COVID-19 Cross-Sector Impact – Thematic Research (May 2021)
- Pages: 200
- Published: May 2021
- Report Code: GDCOV-TR-X069
This report analyzes the impact of COVID-19 across industry sectors. It provides side-by-side analysis of alternative datasets to present you with unique quantitative analysis of the effects of COVID-19 and how these differ across sectors. We also provide qualitative analysis of each sector and analyse COVID-19’s impact on leading companies.
According to Johns Hopkins University data, by 2 December 2020, COVID-19 has claimed 1,460,000 lives. The pandemic forced governments to impose rigid lockdowns that essentially shut down the worldwide economy for many months. With the exception of China, all major economies are expected to shrink this year. Unemployment levels have increased at jaw-dropping rates.
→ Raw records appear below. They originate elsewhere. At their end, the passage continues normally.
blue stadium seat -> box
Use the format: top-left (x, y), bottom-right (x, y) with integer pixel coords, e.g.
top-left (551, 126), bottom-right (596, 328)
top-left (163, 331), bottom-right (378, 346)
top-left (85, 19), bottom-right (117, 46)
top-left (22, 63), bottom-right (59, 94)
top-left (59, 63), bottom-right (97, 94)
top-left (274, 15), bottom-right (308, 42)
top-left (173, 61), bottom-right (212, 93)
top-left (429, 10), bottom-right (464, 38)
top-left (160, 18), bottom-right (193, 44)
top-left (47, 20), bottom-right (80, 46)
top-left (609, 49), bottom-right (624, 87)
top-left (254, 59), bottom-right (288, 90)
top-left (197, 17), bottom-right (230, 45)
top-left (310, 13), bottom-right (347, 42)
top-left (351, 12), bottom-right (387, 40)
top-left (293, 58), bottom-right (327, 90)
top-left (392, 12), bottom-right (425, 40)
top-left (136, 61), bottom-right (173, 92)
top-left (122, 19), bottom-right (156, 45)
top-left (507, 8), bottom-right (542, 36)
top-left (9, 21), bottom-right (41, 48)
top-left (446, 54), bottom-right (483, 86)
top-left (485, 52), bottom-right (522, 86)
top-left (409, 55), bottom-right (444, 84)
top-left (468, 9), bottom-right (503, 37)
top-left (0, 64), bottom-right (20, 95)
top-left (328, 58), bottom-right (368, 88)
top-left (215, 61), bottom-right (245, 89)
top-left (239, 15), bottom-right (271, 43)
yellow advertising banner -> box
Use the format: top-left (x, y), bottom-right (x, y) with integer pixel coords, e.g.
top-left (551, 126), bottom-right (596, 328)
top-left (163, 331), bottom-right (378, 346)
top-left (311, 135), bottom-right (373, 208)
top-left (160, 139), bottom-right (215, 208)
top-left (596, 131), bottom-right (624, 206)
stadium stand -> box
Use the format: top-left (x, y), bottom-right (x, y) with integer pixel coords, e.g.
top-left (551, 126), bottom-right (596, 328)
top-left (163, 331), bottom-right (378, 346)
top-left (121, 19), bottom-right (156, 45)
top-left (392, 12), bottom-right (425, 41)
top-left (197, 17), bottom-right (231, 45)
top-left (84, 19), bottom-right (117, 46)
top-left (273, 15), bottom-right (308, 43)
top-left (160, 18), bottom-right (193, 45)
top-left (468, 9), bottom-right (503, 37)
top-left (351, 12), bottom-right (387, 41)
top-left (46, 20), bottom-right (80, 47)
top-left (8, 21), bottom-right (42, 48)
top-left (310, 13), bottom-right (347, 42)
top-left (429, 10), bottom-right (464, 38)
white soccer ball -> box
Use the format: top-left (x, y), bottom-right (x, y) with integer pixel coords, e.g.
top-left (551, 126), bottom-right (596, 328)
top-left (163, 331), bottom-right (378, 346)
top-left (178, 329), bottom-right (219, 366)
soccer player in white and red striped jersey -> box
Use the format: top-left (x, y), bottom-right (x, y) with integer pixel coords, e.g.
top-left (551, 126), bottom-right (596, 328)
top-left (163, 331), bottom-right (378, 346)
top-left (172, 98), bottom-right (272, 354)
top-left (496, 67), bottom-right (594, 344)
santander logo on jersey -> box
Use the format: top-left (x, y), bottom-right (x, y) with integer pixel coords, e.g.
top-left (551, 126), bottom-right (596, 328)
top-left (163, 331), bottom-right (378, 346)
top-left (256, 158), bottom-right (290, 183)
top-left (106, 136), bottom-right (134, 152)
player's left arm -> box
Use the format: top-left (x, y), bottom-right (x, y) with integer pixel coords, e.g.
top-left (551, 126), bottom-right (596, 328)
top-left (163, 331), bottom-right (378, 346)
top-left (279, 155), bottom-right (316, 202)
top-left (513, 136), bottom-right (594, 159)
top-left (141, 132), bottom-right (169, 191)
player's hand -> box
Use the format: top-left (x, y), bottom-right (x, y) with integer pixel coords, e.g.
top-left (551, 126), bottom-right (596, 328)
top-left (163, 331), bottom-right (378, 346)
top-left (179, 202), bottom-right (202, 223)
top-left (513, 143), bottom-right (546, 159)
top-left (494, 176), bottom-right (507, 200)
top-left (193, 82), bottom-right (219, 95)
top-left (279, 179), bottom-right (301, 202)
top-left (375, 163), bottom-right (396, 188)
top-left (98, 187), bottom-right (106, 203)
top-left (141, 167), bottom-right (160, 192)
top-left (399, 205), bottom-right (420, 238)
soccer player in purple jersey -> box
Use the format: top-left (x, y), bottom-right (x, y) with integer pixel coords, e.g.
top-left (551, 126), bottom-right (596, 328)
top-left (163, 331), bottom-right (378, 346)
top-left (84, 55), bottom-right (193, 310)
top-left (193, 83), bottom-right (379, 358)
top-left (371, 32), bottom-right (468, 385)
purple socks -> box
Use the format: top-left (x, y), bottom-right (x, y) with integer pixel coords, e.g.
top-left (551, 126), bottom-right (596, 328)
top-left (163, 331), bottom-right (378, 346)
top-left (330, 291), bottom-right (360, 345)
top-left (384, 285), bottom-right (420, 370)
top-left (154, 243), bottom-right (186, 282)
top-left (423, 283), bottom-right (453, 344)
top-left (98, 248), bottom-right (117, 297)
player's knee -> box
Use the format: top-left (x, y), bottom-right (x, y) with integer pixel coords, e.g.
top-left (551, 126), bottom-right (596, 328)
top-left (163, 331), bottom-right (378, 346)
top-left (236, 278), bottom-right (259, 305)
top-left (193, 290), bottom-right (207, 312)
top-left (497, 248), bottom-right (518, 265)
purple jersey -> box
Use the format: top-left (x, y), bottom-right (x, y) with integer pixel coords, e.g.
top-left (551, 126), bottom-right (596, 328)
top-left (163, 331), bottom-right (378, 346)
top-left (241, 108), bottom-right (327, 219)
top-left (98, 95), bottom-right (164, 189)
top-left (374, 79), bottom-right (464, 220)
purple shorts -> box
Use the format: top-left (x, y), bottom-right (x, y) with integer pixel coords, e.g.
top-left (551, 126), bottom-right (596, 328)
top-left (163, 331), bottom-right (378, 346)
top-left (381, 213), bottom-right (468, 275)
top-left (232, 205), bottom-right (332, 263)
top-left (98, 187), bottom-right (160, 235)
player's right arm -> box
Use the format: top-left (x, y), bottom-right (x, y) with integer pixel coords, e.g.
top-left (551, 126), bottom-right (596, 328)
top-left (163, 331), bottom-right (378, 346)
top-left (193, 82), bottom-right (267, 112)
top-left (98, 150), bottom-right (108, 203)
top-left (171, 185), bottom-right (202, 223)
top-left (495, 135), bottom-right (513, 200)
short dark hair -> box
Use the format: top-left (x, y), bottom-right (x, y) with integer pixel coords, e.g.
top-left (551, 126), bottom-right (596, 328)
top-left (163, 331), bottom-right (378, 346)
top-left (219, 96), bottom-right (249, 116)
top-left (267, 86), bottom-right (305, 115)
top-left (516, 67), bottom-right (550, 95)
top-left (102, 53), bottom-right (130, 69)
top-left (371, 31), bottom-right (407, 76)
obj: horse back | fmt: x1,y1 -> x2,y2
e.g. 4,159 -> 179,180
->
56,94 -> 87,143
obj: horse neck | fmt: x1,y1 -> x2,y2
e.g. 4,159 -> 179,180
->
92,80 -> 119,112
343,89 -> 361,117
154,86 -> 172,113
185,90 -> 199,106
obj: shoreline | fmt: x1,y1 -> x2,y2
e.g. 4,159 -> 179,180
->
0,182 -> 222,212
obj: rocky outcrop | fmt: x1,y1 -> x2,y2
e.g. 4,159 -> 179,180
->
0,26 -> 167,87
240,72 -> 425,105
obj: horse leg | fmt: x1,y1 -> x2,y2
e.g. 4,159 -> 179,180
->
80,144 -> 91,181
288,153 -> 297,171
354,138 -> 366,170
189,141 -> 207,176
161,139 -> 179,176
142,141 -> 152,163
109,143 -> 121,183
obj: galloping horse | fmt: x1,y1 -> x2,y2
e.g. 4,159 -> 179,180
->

The COVID-19 recession has not been caused by a demand shock, rather, it is a policy-driven supply shock designed to save people’s lives. Consequently, the strategies—of governments and companies—that will be used in the economic recovery could be different from previous recessions.
Despite the substantial uncertainty regarding the economic downturn, this could well be the first recovery with a focus on sustainability. The human cost of COVID-19 extends beyond infection and into the broader economy. Companies that ignore social, environmental and governance issues could face significant customer backlash. Governments are already showing signs that sustainability—particularly green energy—will feature strongly in stimulus programs.
The way we live our lives has been changed permanently. However, the extent to which human life will change will be affected by two competing factors: the longevity of COVID-19’s presence and the speed with which a vaccine is developed. Most enterprises successfully transitioned to work from home; few will revert back to pre-COVID-19 practices. Many staff will opt to work from home at least part of the week. There will be ramifications for the way we plan our future cities and future transportation networks, as well as for the commercial property sector.